Model-robust standardization in cluster-randomized trials

TL;DR

This paper introduces a unified, model-robust standardization approach for cluster-randomized trials that ensures consistent estimation of treatment effects regardless of model misspecification or informative cluster sizes.

Contribution

It proposes estimators for treatment effects that are consistent under model misspecification and introduces a jackknife variance estimator, with implementation in an R package.

Findings

Estimators are consistent across various scenarios.

The approach improves inference accuracy in cluster trials.
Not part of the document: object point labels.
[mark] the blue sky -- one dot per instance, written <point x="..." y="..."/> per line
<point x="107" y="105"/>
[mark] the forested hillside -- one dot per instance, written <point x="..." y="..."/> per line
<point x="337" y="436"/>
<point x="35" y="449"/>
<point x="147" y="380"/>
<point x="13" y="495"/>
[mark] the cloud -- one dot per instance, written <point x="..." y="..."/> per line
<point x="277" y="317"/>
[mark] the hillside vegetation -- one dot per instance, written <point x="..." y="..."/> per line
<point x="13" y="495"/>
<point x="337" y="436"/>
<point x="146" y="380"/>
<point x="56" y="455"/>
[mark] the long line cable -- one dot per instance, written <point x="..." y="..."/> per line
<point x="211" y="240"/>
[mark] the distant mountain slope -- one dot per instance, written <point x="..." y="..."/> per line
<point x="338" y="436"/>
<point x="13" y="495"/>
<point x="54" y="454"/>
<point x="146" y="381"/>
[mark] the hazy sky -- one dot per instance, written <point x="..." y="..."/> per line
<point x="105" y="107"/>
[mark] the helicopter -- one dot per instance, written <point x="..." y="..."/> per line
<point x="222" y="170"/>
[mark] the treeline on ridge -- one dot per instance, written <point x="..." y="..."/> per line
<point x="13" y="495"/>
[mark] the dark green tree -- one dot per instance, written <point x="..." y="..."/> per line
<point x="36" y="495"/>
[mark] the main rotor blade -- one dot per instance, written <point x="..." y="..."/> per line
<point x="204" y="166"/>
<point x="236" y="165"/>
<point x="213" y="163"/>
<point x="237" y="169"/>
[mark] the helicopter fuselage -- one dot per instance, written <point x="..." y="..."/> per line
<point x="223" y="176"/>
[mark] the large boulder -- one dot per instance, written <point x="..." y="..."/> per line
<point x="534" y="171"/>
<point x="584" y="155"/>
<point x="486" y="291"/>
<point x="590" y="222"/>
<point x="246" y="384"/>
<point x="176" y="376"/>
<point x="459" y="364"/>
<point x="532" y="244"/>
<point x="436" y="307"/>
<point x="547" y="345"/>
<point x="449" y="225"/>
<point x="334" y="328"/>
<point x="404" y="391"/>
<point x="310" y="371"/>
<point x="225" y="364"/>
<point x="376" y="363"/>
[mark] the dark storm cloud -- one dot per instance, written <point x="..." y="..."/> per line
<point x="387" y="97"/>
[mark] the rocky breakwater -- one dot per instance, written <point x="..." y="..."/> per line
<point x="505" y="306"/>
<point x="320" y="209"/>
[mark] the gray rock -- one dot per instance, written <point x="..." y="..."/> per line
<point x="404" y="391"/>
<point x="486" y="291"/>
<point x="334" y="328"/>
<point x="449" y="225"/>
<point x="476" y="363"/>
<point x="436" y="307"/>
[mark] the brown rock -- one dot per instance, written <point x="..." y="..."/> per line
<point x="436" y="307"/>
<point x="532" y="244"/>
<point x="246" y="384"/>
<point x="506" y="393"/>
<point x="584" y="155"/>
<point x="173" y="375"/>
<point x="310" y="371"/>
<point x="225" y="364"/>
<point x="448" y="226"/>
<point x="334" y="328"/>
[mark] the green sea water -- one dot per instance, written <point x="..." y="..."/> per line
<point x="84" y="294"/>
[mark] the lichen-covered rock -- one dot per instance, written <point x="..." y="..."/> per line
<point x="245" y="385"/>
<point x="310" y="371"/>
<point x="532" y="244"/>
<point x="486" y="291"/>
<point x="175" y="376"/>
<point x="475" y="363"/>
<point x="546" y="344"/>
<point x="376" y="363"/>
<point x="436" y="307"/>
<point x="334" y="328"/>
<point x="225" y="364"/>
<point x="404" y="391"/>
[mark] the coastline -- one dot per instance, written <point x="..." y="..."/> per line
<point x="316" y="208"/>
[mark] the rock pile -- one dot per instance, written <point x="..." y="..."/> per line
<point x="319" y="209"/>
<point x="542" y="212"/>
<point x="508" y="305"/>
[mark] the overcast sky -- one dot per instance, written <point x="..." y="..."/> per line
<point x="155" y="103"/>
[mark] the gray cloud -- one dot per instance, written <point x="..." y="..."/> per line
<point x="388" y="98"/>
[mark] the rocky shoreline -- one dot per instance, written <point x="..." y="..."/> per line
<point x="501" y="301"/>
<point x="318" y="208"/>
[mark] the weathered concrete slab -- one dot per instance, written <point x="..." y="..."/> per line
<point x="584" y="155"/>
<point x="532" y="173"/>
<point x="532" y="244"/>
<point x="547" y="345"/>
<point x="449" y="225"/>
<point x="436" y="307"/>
A new test for informative cluster size is developed.

Abstract

In cluster-randomized trials, generalized linear mixed models and generalized estimating equations have conventionally been the default analytic methods for estimating the average treatment effect as routine practice. However, recent studies have demonstrated that their treatment effect coefficient estimators may correspond to ambiguous estimands when the models are misspecified or when there exists informative cluster sizes. In this article, we present a unified approach that standardizes output from a given regression model to ensure estimand-aligned inference for the treatment effect parameters in cluster-randomized trials. We introduce estimators for both the cluster-average and the individual-average treatment effects (marginal estimands) that are always consistent regardless of whether the specified working regression models align with the unknown data generating process. We further explore the use of a deletion-based jackknife variance estimator for inference. The development of our approach also motivates a natural test for informative cluster size. Extensive simulation experiments are designed to demonstrate the advantage of the proposed estimators under a variety of scenarios. The proposed model-robust standardization methods are implemented in the MRStdCRT R package.